06 diciembre 2010

La historia de Miguel


Por dónde debería iniciar. Existe una regla general que limite el sentido común para acabar de golpe y sin rodeos. Supongo que no. Por estos días mientras caminaba de regreso a casa me tropecé con Miguel, el muchacho de los ojos azules: mi vecino.

Nos besamos un par de veces y nos dijimos cosas parecidas al amor. Fue una de esas relaciones que vienen y van para no caer en la soledad. Lo vi, estaba igual. Con su pelo corto, las patillas largas y la barba poblada. Guapo, sexy y divertido. Me sorprendió su abrazo efusivo y la forma como me miró al despedirnos, creo que intentaba decirme algo, nunca lo sabré o quizás un día de estos me lo volveré a encontrar y sucederá que nos tomemos un café en La 18, terminemos en mi apartamento y luego envueltos en las canciones de Fito Páez nos arranquemos las ropas hasta comernos a besos.

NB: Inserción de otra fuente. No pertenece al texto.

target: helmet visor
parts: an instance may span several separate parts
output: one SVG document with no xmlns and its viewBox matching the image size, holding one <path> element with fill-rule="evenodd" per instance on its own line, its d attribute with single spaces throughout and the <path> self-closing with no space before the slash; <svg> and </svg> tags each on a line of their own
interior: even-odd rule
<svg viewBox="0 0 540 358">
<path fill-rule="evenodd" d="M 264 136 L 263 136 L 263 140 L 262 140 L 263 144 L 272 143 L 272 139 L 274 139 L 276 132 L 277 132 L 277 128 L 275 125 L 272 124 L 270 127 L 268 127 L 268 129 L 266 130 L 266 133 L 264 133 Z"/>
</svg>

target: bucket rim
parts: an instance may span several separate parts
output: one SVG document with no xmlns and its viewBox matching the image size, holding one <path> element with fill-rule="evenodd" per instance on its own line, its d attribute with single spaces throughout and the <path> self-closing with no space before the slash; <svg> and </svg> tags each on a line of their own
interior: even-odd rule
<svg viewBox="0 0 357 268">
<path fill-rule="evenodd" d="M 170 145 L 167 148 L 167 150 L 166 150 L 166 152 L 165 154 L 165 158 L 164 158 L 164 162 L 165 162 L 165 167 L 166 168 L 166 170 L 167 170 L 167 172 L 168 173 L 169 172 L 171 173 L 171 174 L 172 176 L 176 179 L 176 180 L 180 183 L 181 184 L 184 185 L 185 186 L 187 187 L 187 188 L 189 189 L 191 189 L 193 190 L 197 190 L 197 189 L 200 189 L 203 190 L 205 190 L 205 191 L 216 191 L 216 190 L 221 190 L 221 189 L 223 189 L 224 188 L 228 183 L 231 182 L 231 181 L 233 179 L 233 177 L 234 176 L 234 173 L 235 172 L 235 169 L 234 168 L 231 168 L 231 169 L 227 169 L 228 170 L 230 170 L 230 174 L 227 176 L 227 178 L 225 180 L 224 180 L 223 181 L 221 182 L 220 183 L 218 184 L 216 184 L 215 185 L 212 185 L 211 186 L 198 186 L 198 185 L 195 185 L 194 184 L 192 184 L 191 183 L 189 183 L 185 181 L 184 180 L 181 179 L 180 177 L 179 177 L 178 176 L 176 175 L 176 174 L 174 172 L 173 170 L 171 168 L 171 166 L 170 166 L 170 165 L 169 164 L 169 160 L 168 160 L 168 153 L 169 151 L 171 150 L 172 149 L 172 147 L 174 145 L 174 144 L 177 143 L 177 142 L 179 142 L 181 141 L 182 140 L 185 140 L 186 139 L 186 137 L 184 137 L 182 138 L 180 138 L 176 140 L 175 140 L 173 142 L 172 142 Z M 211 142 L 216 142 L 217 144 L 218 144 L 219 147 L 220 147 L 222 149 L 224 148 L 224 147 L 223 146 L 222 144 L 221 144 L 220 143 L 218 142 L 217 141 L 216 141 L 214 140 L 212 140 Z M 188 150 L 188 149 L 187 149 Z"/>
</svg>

Rompimos porque construimos algo a destiempo, sin la más remota intención de descubrirnos mutuamente o compartir más allá de las pasiones y el placer. Nuestros gustos en común eran los jeans y las camisetas blancas, también los besos y cigarrillos. En mayo nos fuimos hasta San Bernandino, nos bañamos en  una playa solitaria a las afueras del camino e hicimos el amor debajo de unas palmeras. Dos años después me fui a Barcelona a estudiar Historia del Arte y él se quedó en el barrio de toda la vida, en una ciudad sepultada en las calamidades y en un país al que con el paso de mis años odié por injusto y cruel.

Ayer estuve de visita y nos tropezamos. Nunca quise dejarlo, pero no supe acabar sin rodeos y de golpe con algo parecido al amor, supongo que no soy adicta a las reglas generales y por eso jamás le dije adiós. 

Psdta: mi regalo favorito, la colección de besos en San Bernandino.